Yesterday, my mom, sister, Jersey, and I had lunch at Hardee's. We sat in the playroom, which was a mistake since Jersey wanted to play with another little girl instead of eating her lunch. She kept pointing at the pit of plastic balls that the little girl had jumped into. Jersey has recently learned colors, so she was saying, "Blue! Blue!" Mom says, loudly, "That's right, Jersey! Blue balls!" Then my mom's face turned bright red and she looked away quickly. Amanda and I couldn't stop laughing.

Then since Jersey didn't like her hamburger, I was giving her a bite of my roast beef sandwich.
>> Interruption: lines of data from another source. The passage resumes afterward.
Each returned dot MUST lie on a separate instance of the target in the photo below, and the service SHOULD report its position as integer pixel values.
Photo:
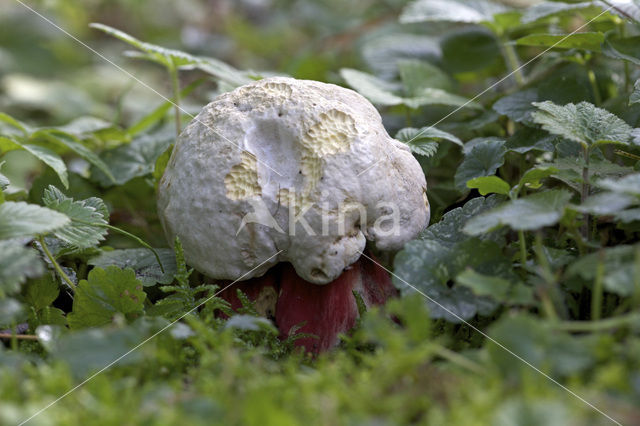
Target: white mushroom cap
(280, 148)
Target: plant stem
(513, 62)
(175, 83)
(55, 264)
(596, 292)
(597, 97)
(523, 248)
(585, 190)
(601, 325)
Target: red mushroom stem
(326, 310)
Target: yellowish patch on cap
(242, 180)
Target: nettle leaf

Jersey goes, "Mmm!" So Amanda goes, "You like Auntie's beef, Jersey?" Then her face turned red, and we started giggling.

3 comments:

redlaw said...

blue balls!!! blue balls are ALWAYS funny! well, unless you're the one suffering, i suppose....

and your grandpa! the whole family is hilarious.

i i eee said...

Hilarious! If it had been my family, we would have acted like blue balls was one of the most eloquent phrases of the English language, like, "pass the butter"...snore.

Although, having a grandpa half naked in a recliner...even my mother wouldn't have been able to turn her head at that! ha ha!

April said...

Jolene, I guess we're just naturally vulgar.

Redlaw, the whole family IS hilarious. You should meet a few of my cousins.

Meta, my grandpa sure tried to act like it was no big deal. Maybe if he AND your mom ignored it, it would be okay.

Ripple, I hope the day never comes that my grandpa watches Snoop Dogg. I'd take him straight in for drug testing.